Communication Department Displays Exhibit on Racism Near Library Walk


Photo by Emily Tipton / UCSD Guardian

Kevin Santos

The UCSD communication department opened its “Tell us howUCit” exhibition on Tuesday, which aims to serve as a forum for discussion about institutional racism. Organizers of the installation, which is located southwest of Geisel Library, encourage the campus community to post written messages as a way to join the larger conversation about racism on campus.

According to UCSD assistant professor of communication Fernando Dominguez Rubio, the exhibition was organized by students and faculty from the communication department with the intent of creating a space for the UCSD community to openly discuss discrimination.

“[Tell us howUCit] is a response initiated by the  communication department [between] graduate students, undergraduates and faculty,” Dominguez Rubio told the UCSD Guardian. “We wanted to bring the [racial] discussion out into the open so people can share their experiences of racism at UCSD.”

Event organizer and Sixth College senior Nick Lopez emphasized that the event was not a direct response to recent chalking incidents, but rather to passive forms of racism that occur on a daily basis.

“This isn’t about the chalking,” Lopez told the Guardian. “This is about the institutional and structural racism that persists in our everyday lives that goes unnoticed and unchallenged.”

The event featured ropes tied along the trees southwest of the Geisel Library entrance. Attached to the ropes were papers with messages written by students and faculty describing instances and thoughts relating to racial intolerance.

Photo by Jacky To / UCSD Guardian
Photo by Jacky To / UCSD Guardian

Event organizer and Muir College junior Hamoun Dolatshahi described the exhibit as a means of combatting policies rooted in structural injustice.

“We are hoping that this event will encourage people to call for a change in policies that are holding others down,” Dolatshahi said. “In order to create a more equal and unified society, we need to help those who have been structurally held back.”

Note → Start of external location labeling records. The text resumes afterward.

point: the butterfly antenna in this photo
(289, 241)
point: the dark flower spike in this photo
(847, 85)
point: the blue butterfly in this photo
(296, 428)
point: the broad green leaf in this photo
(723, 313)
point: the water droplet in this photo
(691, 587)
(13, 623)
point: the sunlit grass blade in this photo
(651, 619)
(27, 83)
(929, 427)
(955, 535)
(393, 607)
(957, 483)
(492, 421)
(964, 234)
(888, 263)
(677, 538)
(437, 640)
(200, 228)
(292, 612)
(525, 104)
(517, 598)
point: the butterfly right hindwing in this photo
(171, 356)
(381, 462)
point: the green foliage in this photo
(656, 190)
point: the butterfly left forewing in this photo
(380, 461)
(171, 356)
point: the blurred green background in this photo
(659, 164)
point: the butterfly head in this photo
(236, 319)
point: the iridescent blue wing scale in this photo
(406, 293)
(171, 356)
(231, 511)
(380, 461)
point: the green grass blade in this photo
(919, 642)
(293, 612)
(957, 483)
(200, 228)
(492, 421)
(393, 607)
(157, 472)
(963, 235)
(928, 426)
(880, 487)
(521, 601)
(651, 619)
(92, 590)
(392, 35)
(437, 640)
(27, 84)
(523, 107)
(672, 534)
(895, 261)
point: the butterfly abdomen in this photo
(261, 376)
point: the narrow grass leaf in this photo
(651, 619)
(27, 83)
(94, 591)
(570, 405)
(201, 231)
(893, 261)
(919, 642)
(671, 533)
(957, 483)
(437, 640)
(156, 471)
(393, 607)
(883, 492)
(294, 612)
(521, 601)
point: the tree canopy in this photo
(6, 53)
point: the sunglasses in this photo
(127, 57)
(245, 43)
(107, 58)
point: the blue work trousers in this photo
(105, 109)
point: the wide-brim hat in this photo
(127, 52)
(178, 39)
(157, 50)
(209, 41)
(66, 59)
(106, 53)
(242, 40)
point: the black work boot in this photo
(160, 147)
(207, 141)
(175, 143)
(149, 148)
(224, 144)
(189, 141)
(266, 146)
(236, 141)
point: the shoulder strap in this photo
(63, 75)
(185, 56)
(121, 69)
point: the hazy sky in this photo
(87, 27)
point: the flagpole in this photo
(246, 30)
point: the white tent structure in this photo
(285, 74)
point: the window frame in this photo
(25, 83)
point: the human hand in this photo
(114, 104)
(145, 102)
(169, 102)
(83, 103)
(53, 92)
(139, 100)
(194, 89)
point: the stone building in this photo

Eleanor Roosevelt College and event organizer junior Joel Goldsmith stated that there is a possibility that the coalition will use postings shared during the event as a list of formal requests to send to the administration.

“A lot of the writings are changes that students want to see, and one of the ideas is that we will aggregate them into a list of demands and forward them to the university,” Goldsmith elaborated.

Professors and TAs were invited to use the event as a learning opportunity for their students.

Sixth College freshman Jeremy Borja applauded the event and recognized it as a safe space for people to speak against recent cultural hostilities.

“I think it’s a good place for people to say what they’re feeling about racism and how it’s present,” Borja said. “Especially within the last quarter, since there have been a lot of racist acts on campus, it’s good for people to have a place [to voice their concerns].”

Dominguez Rubio added that the display will be up indefinitely; there are currently no plans to take down the installation.

“We are going to keep [the exhibition] up for the next few days, and the plan is to just keep it up,” Dominguez Rubio said. “When it goes away, it goes away.”